Samedi 10 juillet, à voir sur la route

Château de Caudeval
Le site était une terre des comtes de Foix. Le château fut pris par les troupes de Simon de Monfort au XIIIe siècle puis par les protestants pendant les guerres de religion. À partir du XVIIe siècle, le château devint la propriété des comtes de Rochecouart-Faudoas. Signe particulier : au milieu du XVème siècle, il a appartenu à Jean d’Aulon, écuyer de Jeanne d’Arc et conseiller du roi.

Château de Chalabre
Le château fut confié par Simon de Montfort au Baron Pons de Bruyère le Châtel, en 1210. Il fut ensuite remanié plusieurs fois au cours des siècles. L’association qui gère le château l’a transformé en parc de loisirs historique et participatif. Spectacle équestre en lice de chevalerie, adoubement d’un enfant du public, agilité à la javeline (crevé de ballons), danses médiévales, accrobranche médiéval…

Col de Montségur (1 059 m)
Le col est emprunté pour la première fois sur le Tour de France en troisième catégorie en 2002
lors de la treizième étape reliant Lavelanet à Béziers, avec un passage en tête de Laurent Jalabert.

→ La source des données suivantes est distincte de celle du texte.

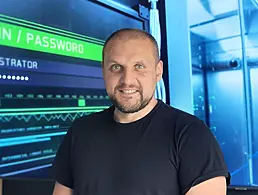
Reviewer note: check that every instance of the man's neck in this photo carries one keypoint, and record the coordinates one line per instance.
(128, 118)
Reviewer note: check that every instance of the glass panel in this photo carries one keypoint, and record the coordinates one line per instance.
(216, 46)
(251, 50)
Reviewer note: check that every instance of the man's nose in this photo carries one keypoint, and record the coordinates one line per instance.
(127, 77)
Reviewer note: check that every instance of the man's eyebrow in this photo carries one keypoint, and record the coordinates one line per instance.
(139, 62)
(112, 61)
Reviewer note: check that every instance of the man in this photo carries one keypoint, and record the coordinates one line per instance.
(140, 145)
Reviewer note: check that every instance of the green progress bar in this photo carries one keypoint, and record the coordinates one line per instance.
(51, 31)
(54, 109)
(48, 112)
(12, 19)
(28, 137)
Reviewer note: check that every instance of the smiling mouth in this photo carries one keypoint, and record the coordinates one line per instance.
(130, 91)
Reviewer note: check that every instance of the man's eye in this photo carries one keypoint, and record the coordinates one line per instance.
(139, 66)
(115, 67)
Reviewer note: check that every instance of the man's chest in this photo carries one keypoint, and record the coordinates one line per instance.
(109, 164)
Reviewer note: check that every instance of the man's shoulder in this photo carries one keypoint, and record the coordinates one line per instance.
(174, 114)
(91, 120)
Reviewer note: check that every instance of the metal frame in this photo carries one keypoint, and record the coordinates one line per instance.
(125, 10)
(247, 90)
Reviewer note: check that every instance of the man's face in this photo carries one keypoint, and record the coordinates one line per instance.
(131, 72)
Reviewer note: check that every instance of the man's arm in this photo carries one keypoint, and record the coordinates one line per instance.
(215, 186)
(60, 189)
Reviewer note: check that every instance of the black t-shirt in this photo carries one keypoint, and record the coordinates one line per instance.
(165, 153)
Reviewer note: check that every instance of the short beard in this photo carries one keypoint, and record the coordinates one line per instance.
(142, 103)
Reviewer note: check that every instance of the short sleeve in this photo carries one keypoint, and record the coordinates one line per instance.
(62, 166)
(200, 156)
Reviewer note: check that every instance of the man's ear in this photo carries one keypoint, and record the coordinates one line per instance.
(159, 70)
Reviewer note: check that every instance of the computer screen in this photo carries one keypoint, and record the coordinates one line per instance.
(50, 74)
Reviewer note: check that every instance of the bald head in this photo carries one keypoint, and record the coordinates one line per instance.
(132, 34)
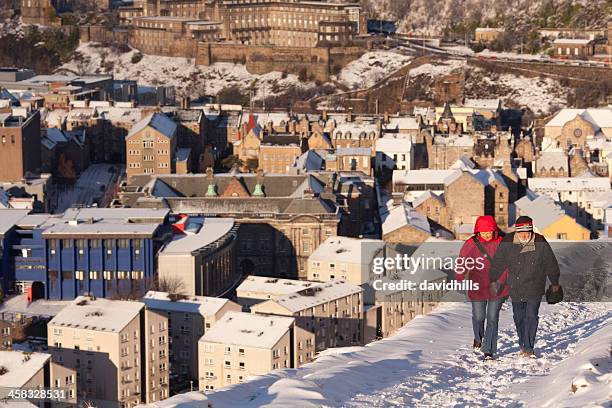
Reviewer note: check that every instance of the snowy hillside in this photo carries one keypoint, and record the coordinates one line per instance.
(196, 81)
(430, 363)
(434, 16)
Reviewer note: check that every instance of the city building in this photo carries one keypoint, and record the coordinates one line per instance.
(550, 219)
(104, 252)
(151, 146)
(574, 127)
(22, 371)
(242, 345)
(189, 317)
(487, 34)
(282, 218)
(201, 255)
(332, 310)
(573, 48)
(119, 350)
(20, 146)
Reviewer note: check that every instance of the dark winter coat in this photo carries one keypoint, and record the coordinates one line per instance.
(527, 272)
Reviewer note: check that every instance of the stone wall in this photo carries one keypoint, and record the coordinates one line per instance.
(316, 62)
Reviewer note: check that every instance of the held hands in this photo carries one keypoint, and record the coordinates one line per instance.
(494, 288)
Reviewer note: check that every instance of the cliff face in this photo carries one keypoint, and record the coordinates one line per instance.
(436, 17)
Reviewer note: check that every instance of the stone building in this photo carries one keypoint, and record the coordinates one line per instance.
(291, 23)
(189, 317)
(119, 350)
(332, 311)
(20, 147)
(242, 345)
(283, 218)
(151, 146)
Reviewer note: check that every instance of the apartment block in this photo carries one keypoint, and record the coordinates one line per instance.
(100, 251)
(19, 144)
(151, 145)
(242, 345)
(189, 317)
(119, 350)
(333, 311)
(24, 370)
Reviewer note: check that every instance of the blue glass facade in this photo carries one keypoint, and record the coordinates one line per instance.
(113, 261)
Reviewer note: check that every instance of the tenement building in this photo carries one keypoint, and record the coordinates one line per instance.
(282, 218)
(289, 23)
(119, 350)
(242, 345)
(189, 317)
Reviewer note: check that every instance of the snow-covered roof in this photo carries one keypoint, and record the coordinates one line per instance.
(314, 295)
(248, 330)
(490, 104)
(97, 315)
(389, 143)
(426, 176)
(426, 196)
(21, 367)
(575, 41)
(348, 250)
(212, 229)
(559, 184)
(203, 305)
(9, 218)
(309, 161)
(463, 163)
(552, 158)
(542, 209)
(353, 151)
(600, 117)
(402, 123)
(157, 121)
(354, 129)
(255, 286)
(463, 140)
(401, 216)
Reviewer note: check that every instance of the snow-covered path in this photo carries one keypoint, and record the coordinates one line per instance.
(430, 363)
(461, 378)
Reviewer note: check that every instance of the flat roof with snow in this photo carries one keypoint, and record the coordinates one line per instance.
(315, 295)
(21, 367)
(203, 305)
(97, 315)
(348, 250)
(212, 230)
(258, 285)
(569, 183)
(248, 330)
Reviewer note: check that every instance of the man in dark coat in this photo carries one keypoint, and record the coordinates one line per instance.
(530, 260)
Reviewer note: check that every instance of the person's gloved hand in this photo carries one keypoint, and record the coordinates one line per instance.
(494, 288)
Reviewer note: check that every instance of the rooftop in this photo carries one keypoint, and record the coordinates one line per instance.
(248, 330)
(271, 286)
(212, 230)
(158, 121)
(203, 305)
(569, 183)
(21, 367)
(97, 314)
(314, 295)
(348, 250)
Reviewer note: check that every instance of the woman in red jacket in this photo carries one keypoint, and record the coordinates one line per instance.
(481, 248)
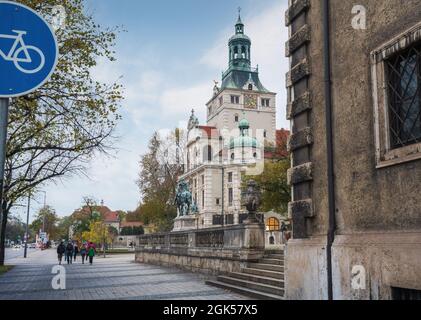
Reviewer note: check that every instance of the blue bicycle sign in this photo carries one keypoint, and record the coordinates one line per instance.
(28, 50)
(20, 47)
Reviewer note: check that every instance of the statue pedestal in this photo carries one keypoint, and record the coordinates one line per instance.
(185, 223)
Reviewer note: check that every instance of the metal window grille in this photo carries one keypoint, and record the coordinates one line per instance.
(404, 93)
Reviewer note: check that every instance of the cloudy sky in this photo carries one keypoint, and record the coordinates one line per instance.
(167, 61)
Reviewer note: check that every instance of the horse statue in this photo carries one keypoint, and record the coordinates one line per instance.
(183, 199)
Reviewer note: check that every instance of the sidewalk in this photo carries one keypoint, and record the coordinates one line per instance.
(114, 277)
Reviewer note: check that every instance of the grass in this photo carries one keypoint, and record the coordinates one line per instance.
(4, 269)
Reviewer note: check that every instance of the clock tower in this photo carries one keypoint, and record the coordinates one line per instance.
(241, 93)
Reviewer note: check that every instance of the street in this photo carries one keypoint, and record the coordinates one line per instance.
(114, 277)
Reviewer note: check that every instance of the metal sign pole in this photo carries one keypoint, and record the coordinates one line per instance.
(4, 118)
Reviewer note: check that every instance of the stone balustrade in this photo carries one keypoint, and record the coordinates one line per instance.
(211, 251)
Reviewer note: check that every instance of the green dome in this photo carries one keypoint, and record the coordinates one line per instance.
(244, 124)
(243, 142)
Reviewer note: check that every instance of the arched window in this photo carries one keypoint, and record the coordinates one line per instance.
(207, 153)
(243, 52)
(272, 224)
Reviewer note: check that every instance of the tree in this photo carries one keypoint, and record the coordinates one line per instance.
(98, 233)
(16, 230)
(276, 194)
(134, 216)
(55, 131)
(47, 220)
(82, 218)
(63, 228)
(160, 169)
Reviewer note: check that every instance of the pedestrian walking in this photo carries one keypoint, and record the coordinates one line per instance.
(284, 230)
(75, 251)
(60, 250)
(69, 252)
(91, 254)
(83, 253)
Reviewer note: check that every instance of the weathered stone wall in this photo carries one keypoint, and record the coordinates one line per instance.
(209, 251)
(378, 210)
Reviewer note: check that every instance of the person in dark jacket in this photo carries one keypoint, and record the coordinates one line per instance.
(75, 251)
(60, 250)
(91, 254)
(69, 252)
(83, 252)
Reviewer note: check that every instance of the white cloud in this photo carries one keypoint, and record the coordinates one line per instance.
(180, 101)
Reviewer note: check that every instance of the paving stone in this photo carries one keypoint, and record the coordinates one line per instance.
(114, 277)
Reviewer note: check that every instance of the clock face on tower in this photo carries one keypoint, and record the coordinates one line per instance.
(250, 101)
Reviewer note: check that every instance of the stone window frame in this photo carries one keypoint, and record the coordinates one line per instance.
(385, 155)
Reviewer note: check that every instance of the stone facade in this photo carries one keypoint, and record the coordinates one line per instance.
(209, 251)
(378, 215)
(216, 154)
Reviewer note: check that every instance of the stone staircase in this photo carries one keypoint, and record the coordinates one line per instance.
(261, 280)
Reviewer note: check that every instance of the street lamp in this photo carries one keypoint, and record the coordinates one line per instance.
(45, 206)
(27, 223)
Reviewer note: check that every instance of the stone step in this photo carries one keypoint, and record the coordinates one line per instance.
(279, 283)
(245, 291)
(273, 256)
(265, 266)
(279, 262)
(252, 285)
(264, 273)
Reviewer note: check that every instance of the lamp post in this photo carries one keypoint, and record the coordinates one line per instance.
(252, 200)
(27, 223)
(45, 205)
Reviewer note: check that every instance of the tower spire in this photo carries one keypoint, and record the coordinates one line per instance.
(239, 26)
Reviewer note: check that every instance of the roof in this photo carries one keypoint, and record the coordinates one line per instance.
(244, 140)
(237, 79)
(209, 131)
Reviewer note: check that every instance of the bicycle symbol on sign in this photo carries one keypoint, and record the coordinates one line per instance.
(19, 47)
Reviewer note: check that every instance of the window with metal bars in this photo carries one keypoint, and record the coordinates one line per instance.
(404, 93)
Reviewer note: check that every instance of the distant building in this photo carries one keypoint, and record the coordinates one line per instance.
(239, 134)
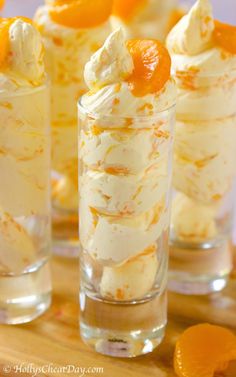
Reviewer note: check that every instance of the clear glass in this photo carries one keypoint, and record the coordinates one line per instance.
(25, 286)
(203, 179)
(124, 186)
(67, 50)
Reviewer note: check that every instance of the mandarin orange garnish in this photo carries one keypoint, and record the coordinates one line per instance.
(152, 65)
(203, 350)
(80, 13)
(225, 36)
(125, 9)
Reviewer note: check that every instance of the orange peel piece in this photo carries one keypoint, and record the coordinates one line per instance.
(152, 66)
(203, 350)
(125, 9)
(80, 13)
(225, 36)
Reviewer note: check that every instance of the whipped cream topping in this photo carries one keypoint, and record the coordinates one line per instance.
(25, 65)
(192, 47)
(109, 86)
(25, 151)
(204, 158)
(124, 152)
(133, 279)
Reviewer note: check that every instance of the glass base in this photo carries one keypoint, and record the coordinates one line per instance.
(25, 297)
(195, 270)
(123, 329)
(65, 234)
(122, 344)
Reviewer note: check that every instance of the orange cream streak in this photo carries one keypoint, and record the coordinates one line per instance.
(5, 24)
(2, 2)
(225, 36)
(152, 65)
(125, 9)
(80, 13)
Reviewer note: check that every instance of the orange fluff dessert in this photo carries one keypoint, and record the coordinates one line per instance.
(124, 156)
(72, 31)
(204, 64)
(146, 18)
(204, 350)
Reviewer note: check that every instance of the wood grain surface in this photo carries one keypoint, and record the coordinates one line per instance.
(54, 337)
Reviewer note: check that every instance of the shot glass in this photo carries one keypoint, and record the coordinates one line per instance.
(203, 178)
(25, 286)
(124, 188)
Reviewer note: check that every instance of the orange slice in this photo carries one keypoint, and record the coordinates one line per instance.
(152, 65)
(80, 13)
(5, 24)
(203, 350)
(125, 9)
(225, 36)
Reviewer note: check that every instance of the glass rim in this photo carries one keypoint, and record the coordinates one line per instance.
(93, 115)
(26, 90)
(199, 74)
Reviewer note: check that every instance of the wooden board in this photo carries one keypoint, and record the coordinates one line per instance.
(54, 338)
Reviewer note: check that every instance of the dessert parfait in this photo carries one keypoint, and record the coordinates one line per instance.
(146, 18)
(72, 31)
(126, 121)
(25, 173)
(203, 55)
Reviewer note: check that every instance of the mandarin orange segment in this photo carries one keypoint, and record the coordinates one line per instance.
(4, 40)
(80, 13)
(125, 9)
(225, 36)
(203, 350)
(152, 65)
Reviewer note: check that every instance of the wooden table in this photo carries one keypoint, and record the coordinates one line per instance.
(54, 337)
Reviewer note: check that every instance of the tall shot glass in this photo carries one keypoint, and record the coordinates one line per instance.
(203, 178)
(124, 186)
(25, 287)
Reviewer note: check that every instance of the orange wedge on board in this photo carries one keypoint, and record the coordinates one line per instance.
(152, 65)
(203, 350)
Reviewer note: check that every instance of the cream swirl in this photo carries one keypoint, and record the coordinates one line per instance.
(192, 47)
(106, 75)
(25, 64)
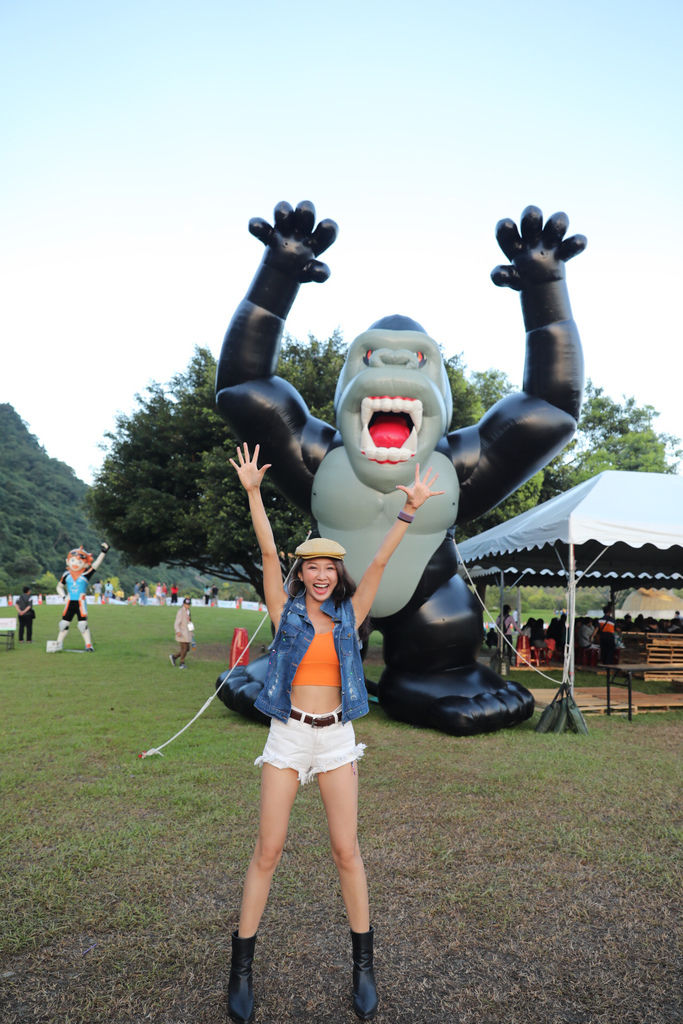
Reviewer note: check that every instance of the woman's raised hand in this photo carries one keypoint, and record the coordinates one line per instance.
(247, 469)
(420, 491)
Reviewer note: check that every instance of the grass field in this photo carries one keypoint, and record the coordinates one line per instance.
(514, 878)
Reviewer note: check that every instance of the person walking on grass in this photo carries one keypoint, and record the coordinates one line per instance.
(313, 690)
(183, 633)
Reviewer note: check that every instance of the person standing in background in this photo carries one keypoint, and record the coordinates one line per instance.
(26, 614)
(183, 634)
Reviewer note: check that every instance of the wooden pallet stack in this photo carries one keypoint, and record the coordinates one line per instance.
(664, 649)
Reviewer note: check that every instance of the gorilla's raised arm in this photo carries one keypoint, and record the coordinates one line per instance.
(259, 406)
(522, 432)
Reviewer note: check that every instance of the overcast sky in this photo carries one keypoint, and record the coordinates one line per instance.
(139, 137)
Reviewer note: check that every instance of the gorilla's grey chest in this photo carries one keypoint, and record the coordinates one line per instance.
(358, 517)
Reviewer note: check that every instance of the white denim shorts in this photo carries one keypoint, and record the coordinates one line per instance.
(309, 750)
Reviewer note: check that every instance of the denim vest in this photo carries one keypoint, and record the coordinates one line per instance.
(292, 641)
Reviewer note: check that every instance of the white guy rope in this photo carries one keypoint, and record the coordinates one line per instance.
(158, 750)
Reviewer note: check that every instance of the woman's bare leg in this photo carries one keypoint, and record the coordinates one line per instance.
(279, 788)
(339, 790)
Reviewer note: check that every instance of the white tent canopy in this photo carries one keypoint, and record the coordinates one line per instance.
(625, 527)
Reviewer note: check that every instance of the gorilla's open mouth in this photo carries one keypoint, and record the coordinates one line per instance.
(389, 428)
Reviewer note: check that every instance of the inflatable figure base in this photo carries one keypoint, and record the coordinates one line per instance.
(462, 701)
(239, 687)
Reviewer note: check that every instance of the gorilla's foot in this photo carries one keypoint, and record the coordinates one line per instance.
(462, 701)
(238, 688)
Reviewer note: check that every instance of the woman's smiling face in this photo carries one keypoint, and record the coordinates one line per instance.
(318, 577)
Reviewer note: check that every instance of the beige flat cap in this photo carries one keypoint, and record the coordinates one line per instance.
(319, 547)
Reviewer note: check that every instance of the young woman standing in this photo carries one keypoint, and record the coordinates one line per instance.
(314, 687)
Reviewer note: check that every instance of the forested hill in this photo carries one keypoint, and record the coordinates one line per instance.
(42, 514)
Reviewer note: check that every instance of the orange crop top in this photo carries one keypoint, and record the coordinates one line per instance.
(319, 666)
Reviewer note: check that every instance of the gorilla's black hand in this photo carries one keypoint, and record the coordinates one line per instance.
(539, 254)
(294, 242)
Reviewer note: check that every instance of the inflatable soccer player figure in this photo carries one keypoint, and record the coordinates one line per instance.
(393, 409)
(73, 587)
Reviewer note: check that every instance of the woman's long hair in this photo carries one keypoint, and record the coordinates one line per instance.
(344, 590)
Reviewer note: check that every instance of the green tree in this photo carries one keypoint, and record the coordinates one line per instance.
(610, 436)
(166, 489)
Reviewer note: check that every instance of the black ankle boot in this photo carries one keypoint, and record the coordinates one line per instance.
(240, 990)
(365, 993)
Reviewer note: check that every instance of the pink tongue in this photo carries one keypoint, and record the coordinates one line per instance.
(389, 430)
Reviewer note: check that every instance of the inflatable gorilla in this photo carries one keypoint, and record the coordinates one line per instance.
(393, 409)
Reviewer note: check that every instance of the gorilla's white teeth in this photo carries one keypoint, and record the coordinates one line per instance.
(408, 451)
(388, 403)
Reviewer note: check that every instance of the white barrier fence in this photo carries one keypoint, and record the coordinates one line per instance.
(197, 602)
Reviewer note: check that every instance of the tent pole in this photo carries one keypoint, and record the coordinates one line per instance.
(501, 641)
(571, 614)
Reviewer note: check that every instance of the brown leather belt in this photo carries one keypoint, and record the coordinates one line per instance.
(317, 722)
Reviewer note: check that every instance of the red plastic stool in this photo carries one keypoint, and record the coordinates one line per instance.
(240, 647)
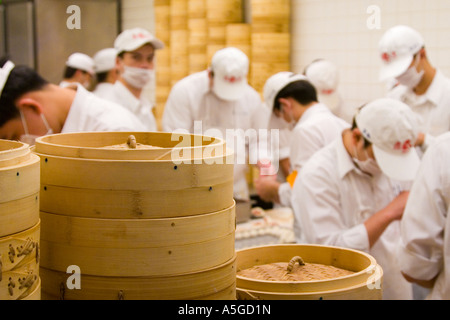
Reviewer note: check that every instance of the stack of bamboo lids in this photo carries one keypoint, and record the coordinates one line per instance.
(293, 271)
(135, 221)
(19, 222)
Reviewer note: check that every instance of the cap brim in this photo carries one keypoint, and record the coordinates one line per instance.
(229, 91)
(401, 167)
(395, 68)
(332, 101)
(157, 44)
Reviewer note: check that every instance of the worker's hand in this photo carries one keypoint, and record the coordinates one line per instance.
(267, 188)
(266, 168)
(397, 206)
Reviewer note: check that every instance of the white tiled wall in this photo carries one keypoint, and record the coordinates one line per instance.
(337, 30)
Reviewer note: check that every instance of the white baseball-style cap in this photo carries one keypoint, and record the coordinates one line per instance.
(324, 75)
(132, 39)
(230, 67)
(5, 71)
(276, 83)
(81, 61)
(105, 60)
(392, 128)
(397, 48)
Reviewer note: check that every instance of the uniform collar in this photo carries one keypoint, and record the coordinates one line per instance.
(125, 97)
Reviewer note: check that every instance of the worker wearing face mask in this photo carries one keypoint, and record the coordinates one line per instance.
(106, 71)
(135, 61)
(353, 192)
(31, 107)
(79, 70)
(421, 86)
(294, 105)
(221, 101)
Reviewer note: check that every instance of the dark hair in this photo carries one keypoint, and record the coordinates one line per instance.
(21, 80)
(69, 72)
(101, 76)
(302, 91)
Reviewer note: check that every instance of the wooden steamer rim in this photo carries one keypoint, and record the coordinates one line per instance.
(203, 284)
(19, 187)
(90, 145)
(364, 265)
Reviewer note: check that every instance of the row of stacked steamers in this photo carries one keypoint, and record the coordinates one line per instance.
(137, 216)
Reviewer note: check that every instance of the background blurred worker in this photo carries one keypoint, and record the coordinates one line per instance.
(30, 107)
(79, 70)
(421, 86)
(136, 50)
(105, 70)
(221, 99)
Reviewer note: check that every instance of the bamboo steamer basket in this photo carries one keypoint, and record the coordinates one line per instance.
(215, 283)
(19, 187)
(364, 284)
(182, 190)
(105, 247)
(102, 211)
(19, 257)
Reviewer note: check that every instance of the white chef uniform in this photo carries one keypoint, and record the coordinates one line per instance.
(332, 199)
(433, 107)
(317, 127)
(91, 113)
(141, 108)
(424, 250)
(191, 99)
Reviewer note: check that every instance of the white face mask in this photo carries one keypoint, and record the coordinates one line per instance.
(28, 138)
(291, 123)
(411, 78)
(137, 77)
(369, 165)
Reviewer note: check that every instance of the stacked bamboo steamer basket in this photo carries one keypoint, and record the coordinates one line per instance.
(19, 222)
(365, 283)
(270, 40)
(138, 225)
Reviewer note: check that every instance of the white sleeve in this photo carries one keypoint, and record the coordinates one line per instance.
(318, 213)
(422, 227)
(177, 111)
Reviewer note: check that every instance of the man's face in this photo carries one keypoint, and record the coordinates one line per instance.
(139, 58)
(12, 130)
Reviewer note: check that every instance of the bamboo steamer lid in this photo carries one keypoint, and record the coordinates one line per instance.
(214, 283)
(19, 186)
(364, 283)
(224, 11)
(106, 246)
(197, 9)
(270, 11)
(19, 257)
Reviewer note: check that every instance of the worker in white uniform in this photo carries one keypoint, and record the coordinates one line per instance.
(353, 192)
(324, 75)
(79, 69)
(424, 250)
(293, 98)
(421, 86)
(106, 71)
(136, 49)
(31, 107)
(220, 99)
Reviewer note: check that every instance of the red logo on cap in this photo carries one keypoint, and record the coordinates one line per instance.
(139, 36)
(405, 146)
(388, 57)
(232, 79)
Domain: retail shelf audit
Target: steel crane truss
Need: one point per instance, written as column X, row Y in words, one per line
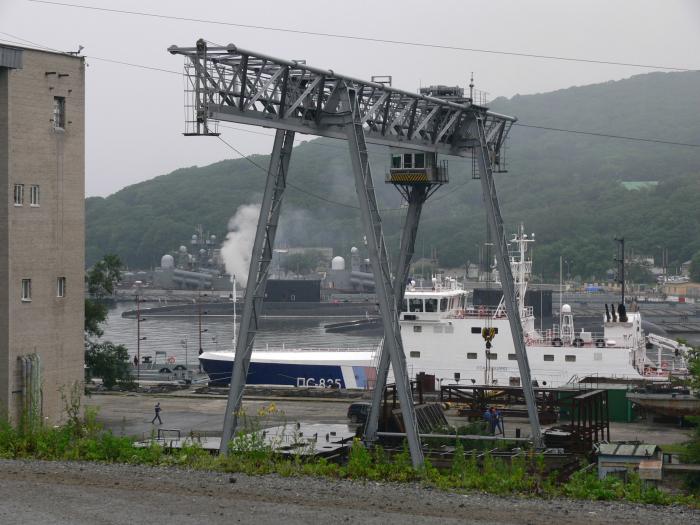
column 232, row 84
column 236, row 85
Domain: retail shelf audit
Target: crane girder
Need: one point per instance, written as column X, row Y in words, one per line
column 235, row 85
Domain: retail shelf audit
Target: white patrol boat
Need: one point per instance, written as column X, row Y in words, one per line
column 445, row 337
column 454, row 342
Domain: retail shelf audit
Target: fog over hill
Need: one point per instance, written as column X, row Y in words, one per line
column 565, row 187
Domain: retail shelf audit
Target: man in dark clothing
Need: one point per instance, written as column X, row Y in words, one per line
column 488, row 417
column 157, row 416
column 498, row 421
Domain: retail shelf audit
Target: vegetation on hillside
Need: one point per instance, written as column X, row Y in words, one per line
column 565, row 187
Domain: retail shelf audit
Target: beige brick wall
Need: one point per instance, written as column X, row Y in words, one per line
column 47, row 241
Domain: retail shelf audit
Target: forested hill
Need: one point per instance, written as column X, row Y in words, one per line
column 566, row 187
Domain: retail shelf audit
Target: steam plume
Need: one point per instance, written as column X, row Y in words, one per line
column 238, row 245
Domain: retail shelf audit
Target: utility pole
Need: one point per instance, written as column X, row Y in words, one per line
column 620, row 259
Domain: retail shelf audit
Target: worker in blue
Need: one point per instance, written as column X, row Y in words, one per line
column 157, row 416
column 497, row 419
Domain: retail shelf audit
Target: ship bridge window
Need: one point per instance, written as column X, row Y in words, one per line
column 415, row 305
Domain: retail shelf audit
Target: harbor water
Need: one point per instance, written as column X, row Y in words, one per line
column 179, row 337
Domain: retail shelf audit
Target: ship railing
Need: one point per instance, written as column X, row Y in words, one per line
column 476, row 312
column 553, row 337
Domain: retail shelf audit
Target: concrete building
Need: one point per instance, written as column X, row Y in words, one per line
column 42, row 229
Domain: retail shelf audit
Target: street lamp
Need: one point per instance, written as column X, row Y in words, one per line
column 183, row 342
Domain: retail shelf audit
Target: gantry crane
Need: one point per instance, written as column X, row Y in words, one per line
column 231, row 84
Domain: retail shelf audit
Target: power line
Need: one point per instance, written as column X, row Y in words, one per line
column 609, row 135
column 367, row 38
column 92, row 57
column 520, row 124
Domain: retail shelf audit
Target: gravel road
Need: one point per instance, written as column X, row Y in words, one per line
column 36, row 492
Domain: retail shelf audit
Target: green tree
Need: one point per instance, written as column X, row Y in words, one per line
column 695, row 268
column 95, row 315
column 109, row 362
column 104, row 275
column 100, row 281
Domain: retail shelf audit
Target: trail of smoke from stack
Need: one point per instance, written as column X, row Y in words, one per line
column 237, row 247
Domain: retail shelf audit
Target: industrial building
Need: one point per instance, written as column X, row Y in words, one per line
column 42, row 230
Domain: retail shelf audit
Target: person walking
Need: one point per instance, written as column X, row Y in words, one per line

Il est franchi par l’autre versant lors du Tour de France 2019 au titre d’un col de deuxième catégorie lors de la quinzième étape de Limoux (Aude) à Foix – Prat d’Albis à 60,5 km du départ : Michael Woods y passe alors en tête.

Château de Puilaurens
Bien quelques pierres aient été arrachées, notamment sur les créneaux et les bords de fenêtres/porte (de meilleure taille), et que les bâtiments de la cour soient détruits, le château est dans un bon état.
Passé aux mains de Saint Louis vers 1250, qui en fait l’un des cinq « fils de Carcassonne », ces châteaux perchés protégeant le royaume contre l’Espagne. Il est abandonné en 1659 à la signature du Traité des Pyrénées qui fixe la frontière.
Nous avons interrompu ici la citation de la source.